Having seen how much the dune habitat at the tip of Montrose Beach had changed, I returned to get a better look at the dune itself. In the years since foot-traffic across the dune has been curtailed, confined to a few cordoned-off paths, a surprising mix of fresh vegetation has sprung up. The mix is so magical in fact, I wondered whether it was natural or Park District-sown.
At first all I noticed was the goldenrod, one of the commonest late-flowering plants in these parts. Gradually, though, I began noticing some plants I’d never seen on a beach. When I returned home, where I could study my photographs, I used the internet to identify the plants. (Using printed field guides would have been faster, but mine were all out at the Michigan house.) Some of the plants at Montrose, I read, are rare in northern Illinois, if abundant elsewhere.
What I discovered by trying to cross the sand was that high rainfall throughout the year has turned this part of Lake Michigan’s shore into a marsh. The dune was mainly underwater, favoring the growth of flowers (like the cardinal flower, which I saw) that like wet feet.
Honestly, the dune was too wet to explore. It was beautiful to look at, though. The still water at the edges was full of see-though minnows.

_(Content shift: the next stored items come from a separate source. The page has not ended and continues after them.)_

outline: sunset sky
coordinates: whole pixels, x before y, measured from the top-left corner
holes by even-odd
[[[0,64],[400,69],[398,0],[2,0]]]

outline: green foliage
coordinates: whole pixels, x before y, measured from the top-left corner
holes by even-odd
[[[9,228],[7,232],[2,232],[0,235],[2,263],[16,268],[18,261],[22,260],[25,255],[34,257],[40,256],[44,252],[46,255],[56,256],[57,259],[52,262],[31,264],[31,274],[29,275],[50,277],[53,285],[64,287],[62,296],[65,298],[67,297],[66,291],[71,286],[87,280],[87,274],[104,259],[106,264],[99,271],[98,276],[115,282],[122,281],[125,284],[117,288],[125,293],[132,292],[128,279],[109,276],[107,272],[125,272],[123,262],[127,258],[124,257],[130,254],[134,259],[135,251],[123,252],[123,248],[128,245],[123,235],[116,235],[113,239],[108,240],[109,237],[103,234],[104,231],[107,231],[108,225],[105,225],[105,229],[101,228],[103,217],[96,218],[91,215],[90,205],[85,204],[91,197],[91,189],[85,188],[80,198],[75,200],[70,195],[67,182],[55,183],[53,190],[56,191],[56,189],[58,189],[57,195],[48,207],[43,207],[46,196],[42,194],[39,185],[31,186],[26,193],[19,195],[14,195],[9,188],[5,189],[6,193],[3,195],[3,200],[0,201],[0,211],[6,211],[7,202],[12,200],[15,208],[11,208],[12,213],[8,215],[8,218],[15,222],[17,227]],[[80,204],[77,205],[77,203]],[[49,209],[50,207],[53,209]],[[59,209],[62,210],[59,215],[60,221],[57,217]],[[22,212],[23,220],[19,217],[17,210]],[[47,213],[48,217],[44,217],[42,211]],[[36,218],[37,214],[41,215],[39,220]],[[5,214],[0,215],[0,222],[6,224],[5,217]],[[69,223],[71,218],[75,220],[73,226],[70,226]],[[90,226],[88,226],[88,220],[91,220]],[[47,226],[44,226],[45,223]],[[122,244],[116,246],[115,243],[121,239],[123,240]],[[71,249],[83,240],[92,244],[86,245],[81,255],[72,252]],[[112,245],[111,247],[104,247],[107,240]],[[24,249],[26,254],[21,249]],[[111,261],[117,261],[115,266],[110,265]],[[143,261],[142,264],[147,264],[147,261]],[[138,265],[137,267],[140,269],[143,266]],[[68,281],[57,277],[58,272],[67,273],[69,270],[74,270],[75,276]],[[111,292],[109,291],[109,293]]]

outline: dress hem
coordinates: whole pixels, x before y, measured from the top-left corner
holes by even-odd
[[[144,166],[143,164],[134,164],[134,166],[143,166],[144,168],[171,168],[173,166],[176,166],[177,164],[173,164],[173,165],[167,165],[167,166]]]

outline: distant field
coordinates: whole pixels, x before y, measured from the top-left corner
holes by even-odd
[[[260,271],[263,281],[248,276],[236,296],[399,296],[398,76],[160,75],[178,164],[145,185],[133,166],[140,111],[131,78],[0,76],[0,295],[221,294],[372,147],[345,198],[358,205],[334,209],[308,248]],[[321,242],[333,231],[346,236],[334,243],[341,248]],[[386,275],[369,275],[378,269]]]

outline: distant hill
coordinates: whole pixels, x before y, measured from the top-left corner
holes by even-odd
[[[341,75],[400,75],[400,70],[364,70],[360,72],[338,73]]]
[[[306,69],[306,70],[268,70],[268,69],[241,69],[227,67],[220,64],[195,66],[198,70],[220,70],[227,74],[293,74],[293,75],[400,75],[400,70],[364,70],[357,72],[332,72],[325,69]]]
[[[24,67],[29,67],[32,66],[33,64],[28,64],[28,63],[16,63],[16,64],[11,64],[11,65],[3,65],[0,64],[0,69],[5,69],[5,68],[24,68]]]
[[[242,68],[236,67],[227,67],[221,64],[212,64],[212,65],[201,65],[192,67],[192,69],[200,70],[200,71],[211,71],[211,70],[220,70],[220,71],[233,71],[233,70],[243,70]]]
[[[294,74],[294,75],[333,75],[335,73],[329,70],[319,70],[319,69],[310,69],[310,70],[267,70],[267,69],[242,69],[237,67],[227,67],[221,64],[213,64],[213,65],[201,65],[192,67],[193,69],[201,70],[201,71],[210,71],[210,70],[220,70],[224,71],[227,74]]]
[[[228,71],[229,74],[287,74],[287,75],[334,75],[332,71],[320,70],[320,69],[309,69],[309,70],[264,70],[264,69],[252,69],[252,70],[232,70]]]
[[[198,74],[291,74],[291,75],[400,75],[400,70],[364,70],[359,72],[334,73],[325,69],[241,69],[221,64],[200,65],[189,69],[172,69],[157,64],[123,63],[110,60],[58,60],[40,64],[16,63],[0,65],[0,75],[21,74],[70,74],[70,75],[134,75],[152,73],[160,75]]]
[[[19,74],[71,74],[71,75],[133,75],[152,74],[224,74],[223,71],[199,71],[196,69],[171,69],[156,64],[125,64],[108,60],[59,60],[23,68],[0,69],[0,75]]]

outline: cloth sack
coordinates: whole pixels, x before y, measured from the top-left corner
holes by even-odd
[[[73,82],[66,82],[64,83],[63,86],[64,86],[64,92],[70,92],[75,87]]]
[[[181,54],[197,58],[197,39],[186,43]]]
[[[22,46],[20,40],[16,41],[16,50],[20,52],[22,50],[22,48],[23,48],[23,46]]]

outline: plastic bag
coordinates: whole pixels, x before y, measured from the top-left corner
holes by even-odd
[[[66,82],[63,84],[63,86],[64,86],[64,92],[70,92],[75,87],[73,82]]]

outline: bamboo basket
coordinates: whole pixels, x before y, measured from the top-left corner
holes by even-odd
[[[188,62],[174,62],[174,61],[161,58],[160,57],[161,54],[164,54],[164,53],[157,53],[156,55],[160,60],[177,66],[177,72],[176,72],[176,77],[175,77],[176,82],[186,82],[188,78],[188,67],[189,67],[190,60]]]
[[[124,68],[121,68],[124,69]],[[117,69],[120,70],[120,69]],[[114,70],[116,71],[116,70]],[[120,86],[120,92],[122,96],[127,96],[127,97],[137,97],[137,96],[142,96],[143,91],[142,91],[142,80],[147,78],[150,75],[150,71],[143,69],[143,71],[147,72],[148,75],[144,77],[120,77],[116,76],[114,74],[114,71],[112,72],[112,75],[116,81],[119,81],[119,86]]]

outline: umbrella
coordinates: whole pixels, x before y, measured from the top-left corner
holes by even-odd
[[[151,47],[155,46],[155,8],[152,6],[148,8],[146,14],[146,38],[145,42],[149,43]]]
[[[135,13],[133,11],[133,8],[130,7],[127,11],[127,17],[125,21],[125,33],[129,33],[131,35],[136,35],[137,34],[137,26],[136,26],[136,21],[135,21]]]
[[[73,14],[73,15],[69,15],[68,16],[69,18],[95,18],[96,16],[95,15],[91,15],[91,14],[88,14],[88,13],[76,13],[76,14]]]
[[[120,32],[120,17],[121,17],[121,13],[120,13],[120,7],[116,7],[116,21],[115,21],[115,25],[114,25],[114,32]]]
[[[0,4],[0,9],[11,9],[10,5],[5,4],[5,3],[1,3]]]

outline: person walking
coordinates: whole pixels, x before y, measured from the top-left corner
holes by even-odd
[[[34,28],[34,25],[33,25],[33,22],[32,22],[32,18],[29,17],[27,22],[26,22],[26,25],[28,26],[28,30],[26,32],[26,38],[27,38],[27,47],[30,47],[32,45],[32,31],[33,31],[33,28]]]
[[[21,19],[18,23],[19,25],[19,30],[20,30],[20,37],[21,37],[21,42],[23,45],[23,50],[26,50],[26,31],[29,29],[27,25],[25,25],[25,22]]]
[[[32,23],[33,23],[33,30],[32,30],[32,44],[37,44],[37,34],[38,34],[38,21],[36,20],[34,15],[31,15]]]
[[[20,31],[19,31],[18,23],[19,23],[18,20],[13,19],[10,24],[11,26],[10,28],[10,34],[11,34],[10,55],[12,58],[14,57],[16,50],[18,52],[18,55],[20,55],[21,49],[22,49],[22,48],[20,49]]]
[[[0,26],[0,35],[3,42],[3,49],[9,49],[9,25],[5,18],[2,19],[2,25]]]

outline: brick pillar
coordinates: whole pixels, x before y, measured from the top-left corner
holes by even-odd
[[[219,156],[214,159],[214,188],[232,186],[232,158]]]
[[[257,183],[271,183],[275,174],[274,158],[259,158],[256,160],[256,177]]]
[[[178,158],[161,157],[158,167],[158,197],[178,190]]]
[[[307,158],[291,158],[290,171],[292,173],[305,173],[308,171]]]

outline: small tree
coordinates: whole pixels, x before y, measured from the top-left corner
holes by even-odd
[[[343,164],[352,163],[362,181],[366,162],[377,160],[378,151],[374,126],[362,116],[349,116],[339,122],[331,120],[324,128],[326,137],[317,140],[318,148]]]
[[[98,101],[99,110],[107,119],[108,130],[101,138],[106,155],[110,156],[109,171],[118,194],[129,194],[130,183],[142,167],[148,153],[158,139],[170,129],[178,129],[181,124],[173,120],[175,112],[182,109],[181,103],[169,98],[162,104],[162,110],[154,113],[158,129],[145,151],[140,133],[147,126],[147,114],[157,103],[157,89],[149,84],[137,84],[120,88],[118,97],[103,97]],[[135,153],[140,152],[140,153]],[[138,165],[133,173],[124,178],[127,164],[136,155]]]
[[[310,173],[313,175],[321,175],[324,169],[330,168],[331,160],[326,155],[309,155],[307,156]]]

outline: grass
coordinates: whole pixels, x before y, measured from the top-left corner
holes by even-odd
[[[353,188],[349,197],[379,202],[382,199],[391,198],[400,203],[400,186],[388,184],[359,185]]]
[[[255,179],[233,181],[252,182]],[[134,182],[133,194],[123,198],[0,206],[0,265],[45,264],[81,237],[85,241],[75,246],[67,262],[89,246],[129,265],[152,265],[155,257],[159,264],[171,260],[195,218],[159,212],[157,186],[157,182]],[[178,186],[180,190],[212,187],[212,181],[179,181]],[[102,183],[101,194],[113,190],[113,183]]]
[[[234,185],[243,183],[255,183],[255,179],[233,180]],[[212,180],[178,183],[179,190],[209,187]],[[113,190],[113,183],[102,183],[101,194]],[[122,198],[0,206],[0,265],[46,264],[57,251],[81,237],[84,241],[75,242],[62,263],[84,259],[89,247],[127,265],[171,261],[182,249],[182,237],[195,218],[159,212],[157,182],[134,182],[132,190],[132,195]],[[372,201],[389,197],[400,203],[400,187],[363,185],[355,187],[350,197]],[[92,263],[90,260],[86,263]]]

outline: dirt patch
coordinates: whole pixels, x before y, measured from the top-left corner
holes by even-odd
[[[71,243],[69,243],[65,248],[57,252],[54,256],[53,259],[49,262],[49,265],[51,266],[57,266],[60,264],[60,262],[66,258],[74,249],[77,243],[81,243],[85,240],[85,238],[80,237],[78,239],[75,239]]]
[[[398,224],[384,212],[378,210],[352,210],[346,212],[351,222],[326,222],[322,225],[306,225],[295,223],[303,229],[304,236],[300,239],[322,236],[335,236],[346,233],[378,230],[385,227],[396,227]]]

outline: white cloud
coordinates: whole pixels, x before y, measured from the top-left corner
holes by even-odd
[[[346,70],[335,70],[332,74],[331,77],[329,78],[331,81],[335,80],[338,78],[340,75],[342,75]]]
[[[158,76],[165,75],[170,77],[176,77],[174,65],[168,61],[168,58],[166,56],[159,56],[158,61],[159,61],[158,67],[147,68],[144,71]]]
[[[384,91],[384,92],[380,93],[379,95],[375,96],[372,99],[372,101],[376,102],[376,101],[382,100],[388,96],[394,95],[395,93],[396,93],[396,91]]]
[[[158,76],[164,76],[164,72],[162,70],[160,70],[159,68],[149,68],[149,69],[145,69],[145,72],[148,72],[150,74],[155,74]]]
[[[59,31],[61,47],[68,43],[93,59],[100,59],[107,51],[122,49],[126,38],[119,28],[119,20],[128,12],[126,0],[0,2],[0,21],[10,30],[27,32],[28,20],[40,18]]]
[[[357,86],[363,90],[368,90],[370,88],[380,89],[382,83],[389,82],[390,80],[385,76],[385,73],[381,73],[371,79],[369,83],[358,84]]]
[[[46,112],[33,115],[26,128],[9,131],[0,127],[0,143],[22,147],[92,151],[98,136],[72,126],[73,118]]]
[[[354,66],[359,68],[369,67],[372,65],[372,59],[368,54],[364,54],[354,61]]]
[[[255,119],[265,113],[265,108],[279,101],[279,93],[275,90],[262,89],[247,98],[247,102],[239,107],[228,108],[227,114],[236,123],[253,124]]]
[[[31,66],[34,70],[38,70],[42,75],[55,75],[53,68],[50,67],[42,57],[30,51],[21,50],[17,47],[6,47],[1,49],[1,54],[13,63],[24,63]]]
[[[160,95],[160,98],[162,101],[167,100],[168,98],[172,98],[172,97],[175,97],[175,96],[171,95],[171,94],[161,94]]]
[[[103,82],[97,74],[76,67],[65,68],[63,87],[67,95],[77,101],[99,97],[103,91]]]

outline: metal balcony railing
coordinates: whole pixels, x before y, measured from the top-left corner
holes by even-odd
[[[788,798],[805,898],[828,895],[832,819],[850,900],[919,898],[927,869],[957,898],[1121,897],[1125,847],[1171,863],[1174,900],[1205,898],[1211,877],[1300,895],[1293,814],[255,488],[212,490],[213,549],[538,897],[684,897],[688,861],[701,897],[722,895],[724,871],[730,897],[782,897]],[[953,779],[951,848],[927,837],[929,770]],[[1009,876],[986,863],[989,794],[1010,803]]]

Mr. C., who was with me, spotted this short sunflower growing all by itself in wet sand. Plants that can grow in such conditions need little from the soil.
This common rose pink (Sabatia angularis) was in the first year of its biennial cycle. In the first year it sends up a single bloom on a bare stem. Next year, it will reappear as a much larger, leafier plant with profuse blooms.
Like the common rose pink, the so-called Grass of Parnassus (Parnassia glauca) is uncommon in northern Illinois. But its small greenish blooms dotted the edges of the paths I followed and nestled next to the goldenrod (in the top photo, above).
More conspicuous and abundant than these plants was the great blue lobelia, which was growing in proximity to the thick grasses and goldenrod. Lobelia syphilitica, with its gorgeous blue-purple flower clusters, is attractive, but it’s poisonous, too.
All along the way were tiny plants with round, blush-colored buds and spent blossoms colored like those of beach peas. It turns out this is a wildflower known as slender-leaved false foxglove (Agalinis tenuifolia). It is considered a parasitic plant, partly dependent on the roots of the grasses around it. The flowers of the slender gerardia, as it is also called, are shaped like a fancy horn and are ephemeral, judging from all the faded blooms I saw.
Hurrying along the path ringing the perimeter of the plovers’ pond, I found this beautiful plant blooming among clover and horsetail reeds. I later learned that it was a type of wild orchid. Given the shape of its tiny blooms and the fact that it was blooming in a marsh in early autumn, I concluded it was a specimen of the Great Plains Ladies Tresses orchid. The North American Orchid Conservation Center website has a helpful page of photographs showing all the types of ladies tresses and other orchids that are native to Illinois.
I hadn’t gone to the beach to look at wildflowers necessarily, so it was an unexpected pleasure to see so many showy and unusual plants in one day!